The ability of antipsychotic medications and adjunct treatments to modulate multiple aspects or domains of cognition in schizophrenia is consistent with a broader literature showing the multifactorial nature of cognition itself at both behavioral and neurobiological levels. Three related points are particularly relevant to the present discussion. First, interacting neurochemical substrates underlie the performance of most cognitive tasks (eg, White and McDonald,121 Poldrack and Packard,122 Gold,123,124 Myhrer125). Thus, similar to the effects of antipsychotic and adjunct medications, manipulations of different neurochemical systems often influence performance on the same tasks. These results are consistent with our own previous findings in mice showing that scopolamine (a muscarinic cholinergic antagonist, administered systemically)-induced impairments in memory were reversed not only with cholinergic agonists (physostigmine, oxotremorine) but also with adrenergic agonists (amphetamine, epinephrine) and glucose.126 Similarly, systemic glucose and physostigmine administration attenuated nonmnemonic behavioral alterations (ie, locomotor hyperactivity) induced by morphine and amphetamine.127 Second, these neurochemical systems contribute to the formation of neural systems that process and store certain types of information. Although several of these systems are capable of processing information independently of the others, they usually interact. Third, the nature of these interactions between different neural systems varies. Multiple systems of memory, eg, may be cooperative or competitive with each other.122,124,128131

Several hypotheses may be derived from these findings. First, enhancement of a particular cognitive function does not necessarily have a discrete “solution.” Rather, modulation of neural systems that subserve a particular cognitive function may be achieved through modulation of more than 1 neurochemical system. Second, among neural systems that subserve tasks or components of cognitive tasks, the modulation of some of these systems will be more efficient for performing the task than will the modulation of other systems. In a task involving verbal declarative memory, eg, cognitive enhancement might involve the relative activation of neural systems that process that type of information most efficiently (eg, the hippocampal and parahippocampal regions). It will thus be important to select or develop treatments that target particular neurotransmitters represented in selected brain regions at the time they process that type of information.

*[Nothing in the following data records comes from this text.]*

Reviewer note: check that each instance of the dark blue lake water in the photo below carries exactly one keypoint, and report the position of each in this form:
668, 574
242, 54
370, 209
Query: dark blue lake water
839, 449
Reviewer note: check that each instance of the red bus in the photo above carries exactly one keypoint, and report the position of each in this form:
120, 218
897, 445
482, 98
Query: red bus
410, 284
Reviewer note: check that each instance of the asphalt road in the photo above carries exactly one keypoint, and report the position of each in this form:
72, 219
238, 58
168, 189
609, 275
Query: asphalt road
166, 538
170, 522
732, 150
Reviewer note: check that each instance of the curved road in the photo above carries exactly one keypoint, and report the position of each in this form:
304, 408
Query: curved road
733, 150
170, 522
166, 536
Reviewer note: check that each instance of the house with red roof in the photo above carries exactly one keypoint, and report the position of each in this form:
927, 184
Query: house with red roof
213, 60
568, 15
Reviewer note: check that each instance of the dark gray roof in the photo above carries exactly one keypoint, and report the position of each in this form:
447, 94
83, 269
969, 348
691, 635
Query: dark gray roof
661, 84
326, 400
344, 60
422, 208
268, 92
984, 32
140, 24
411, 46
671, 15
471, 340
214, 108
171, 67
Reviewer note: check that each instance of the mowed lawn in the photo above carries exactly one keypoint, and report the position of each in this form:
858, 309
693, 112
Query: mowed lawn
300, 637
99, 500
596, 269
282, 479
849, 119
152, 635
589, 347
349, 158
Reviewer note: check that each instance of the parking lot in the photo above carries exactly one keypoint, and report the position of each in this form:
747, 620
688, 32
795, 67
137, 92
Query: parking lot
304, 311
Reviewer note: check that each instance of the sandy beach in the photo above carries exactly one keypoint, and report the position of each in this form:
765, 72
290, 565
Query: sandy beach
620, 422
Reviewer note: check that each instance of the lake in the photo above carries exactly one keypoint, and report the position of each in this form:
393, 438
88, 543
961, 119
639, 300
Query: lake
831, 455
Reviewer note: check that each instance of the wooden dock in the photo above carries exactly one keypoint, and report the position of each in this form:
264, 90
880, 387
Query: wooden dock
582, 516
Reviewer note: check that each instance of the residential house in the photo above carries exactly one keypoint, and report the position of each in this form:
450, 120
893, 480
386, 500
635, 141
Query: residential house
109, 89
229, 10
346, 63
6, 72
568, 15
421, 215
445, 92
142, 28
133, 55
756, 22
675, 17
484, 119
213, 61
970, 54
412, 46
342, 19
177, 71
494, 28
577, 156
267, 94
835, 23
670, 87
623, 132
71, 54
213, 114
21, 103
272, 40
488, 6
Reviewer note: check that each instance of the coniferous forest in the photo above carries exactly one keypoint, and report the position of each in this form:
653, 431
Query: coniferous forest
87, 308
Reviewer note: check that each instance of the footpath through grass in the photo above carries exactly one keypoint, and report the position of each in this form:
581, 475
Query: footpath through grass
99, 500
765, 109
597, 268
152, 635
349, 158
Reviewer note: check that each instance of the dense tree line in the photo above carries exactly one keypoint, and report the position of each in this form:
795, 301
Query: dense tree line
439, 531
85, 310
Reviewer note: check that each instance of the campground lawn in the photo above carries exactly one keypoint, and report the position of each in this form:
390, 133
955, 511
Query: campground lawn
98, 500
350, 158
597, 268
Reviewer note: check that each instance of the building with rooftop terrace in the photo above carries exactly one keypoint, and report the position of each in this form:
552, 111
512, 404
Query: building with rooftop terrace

Third, factors that influence the contribution of particular neural systems to cognitive tasks modulate the efficiency and manner in which those tasks are performed. These include hormonal influences, eg, that increase the “tone” of some neurochemical systems, while decreasing others. Other factors, such as level of education, may serve as proxy or relatively distal expressions of the benefits to the brain of certain environmental experiences. In this context, the instantiation of learned experiences may provide alternative neural pathways to mediate the performance of cognitive tasks. This view is consistent with recent formulations of “cognitive reserve” (eg, Whalley et al,132 Stern et al,133 Pai and Tsai,134 Le Carret et al,135 Springer et al136), and its consideration, in conjunction with effects of particular treatments, offers a way to conceptualize and assess the boundaries of cognitive enhancement. Fourth, the modest effects of antipsychotic medications on cognition suggest that additional psychopharmacological (and/or cognitive behavioral) interventions could add to their beneficial effects. The administration of adjunct treatments to antipsychotic medications, described above, emphasizes this point. The modest benefits of these attempts stress the early stage of the effort and the need for systematic study of potential mechanisms that could be utilized to promote memory facilitation. One such example, glucose administration, is considered next.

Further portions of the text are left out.